FOLHA - O que muda no ranking dos países mais atraentes para fazer negócio com a crise?
THODY
- Comparamos a atratividade do ambiente de negócios em 82 países nos últimos cinco anos com uma projeção dos próximos cinco anos. O potencial de crescimento a longo prazo depende da qualidade institucional. O problema é que, na maioria dos países da América Latina, com exceção do Chile, não houve avanços nas reformas de microeconomia. Nos últimos anos, a abundância global e o crescimento da economia mascararam a falta de progresso nessa área. Agora, a situação política vai ser mais difícil. O governo vai ser culpado, não pela crise, mas pelo manejo e pelo gerenciamento de medidas anticíclicas. Vai ser mais difícil avançar nessas reformas que são muito contenciosas politicamente. No caso brasileiro, uma das premissas para o longo prazo envolvia a melhora na infraestrutura, no sistema financeiro para a baixa do "spread" bancário e de enfrentamento do problema da burocracia. Fica mais difícil avançar nessas reformas.

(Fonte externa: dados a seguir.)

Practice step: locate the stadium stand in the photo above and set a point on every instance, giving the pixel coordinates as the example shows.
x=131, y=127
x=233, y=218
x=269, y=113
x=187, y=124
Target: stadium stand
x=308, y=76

FOLHA - Vocês apontam um recrudescimento na política monetária, tão logo a economia volte a crescer. Isso afetará muito o Brasil?
THODY
- O Banco Central do Brasil vai permanecer conservador. Aos primeiros sinais de volta inflacionária, é bem provável um aperto monetário. Vão baixar [a taxa básica de juros] mais neste ano e não vai haver aperto em 2010.